No me importa, es hora de viajar

Desde que comencé a trabajar y a apoyar a mi familia, mi sueldo se ha dividido entre mis gastos y algunos de mis padres y hermano, incluso ha habido ocasiones en las que me he privado de algunos gustos para darle más efectivo a mis viejos, porque a ellos nada puedo negarles, pues si tengo un trabajo es en gran medida al esfuerzo que ellos hicieron por darme una educación. Sin embargo, últimamente no me sobra poco o nada de dinero entre una gran cantidad de deudas que tengo y pagos por hacer, por lo que la idea de tomarme unas vacaciones fuera de mi país, México, es impensable.

Pero veo como tantas personas con deudas o sin dinero se dan el lujo de tomarse unas vacaciones y me pregunto: ¿Por qué yo no puedo hacerlo? ¿A qué le tengo miedo? Casi no salgo, ni siquiera a una playa en Cancún o no me voy a alguno de los hoteles en Acapulco, ni siquiera a un pueblo en Querétaro, no viajo, siempre me preocupa el no contar con el dinero suficiente. Me pregunto cómo le hacen todos aquellos jóvenes que toman su mochila y de aventón en aventón llegan a cualquier lugar, incluso al extranjero. Estoy harto de ser el que se preocupa por la economía, aunque no me sobra el dinero, tampoco estoy endeudado hasta el cuello. Es hora de arriesgarme, es hora de viajar. No me importa el tener que pagar mensualidades de una tarjeta que me costó mucho pagar, pero quiero viajar, lo necesito.

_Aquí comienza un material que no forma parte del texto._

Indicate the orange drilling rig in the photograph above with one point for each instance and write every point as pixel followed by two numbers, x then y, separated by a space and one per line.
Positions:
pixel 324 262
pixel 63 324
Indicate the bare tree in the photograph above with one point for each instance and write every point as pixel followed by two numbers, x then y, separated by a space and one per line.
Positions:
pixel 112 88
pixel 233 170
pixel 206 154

Mi alma anhela salirme de mi zona de confort, de la cotidianeidad, quiere ser libre por unos cuantos días. Sin amigos ni familia quiero tomar un avión e ir a Barcelona, Colombia, Chile o Francia. No me interesa el clima, no me importa la gente con la que pueda encontrarme, lo que mi alma quiere es adquirir nuevas experiencias, ya el tiempo dirá si velar por mi economía era más importante que atreverme a explorar mundos que no conozco. ¿Qué es de una vida en la que las preocupaciones son mayores que el gozo? ¿Por qué los demás sí pueden y yo no? ¿Qué ocultan detrás de aquellos consejos ahorrativos, previsivos? ¿Tan mala suerte tengo con las finanzas o sólo una mala administración? A veces los oigo quejarse de que la quincena no alcanza, aun así se dan uno que otro lujo. ¿Por qué yo no puedo?

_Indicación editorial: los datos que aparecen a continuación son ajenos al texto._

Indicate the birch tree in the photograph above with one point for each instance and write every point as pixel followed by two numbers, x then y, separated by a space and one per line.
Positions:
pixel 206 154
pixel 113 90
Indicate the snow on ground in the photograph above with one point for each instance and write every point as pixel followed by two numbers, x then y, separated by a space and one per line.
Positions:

El alma se llena de nerviosismo y ansiedad al pensar en que podría encontrarme en un nuevo país, descubriendo nuevos paisajes, conociendo nueva gente. Incluso se emociona solo de imaginar el cómo me verá la gente de otra latitud. ¿Seré una belleza rara? ¿Un objeto valioso? ¿Alguien digno de conocer? Es momento de viajar, mi alma lo pide, mi cuerpo lo necesita, aunque mi economía me detiene. ¿Qué más da una deuda más? Ya veré la forma de pagarla. Quizá es lo que necesito para adquirir nuevas ideas o para salir adelante en lo personal y laboral. Es hora de viajar.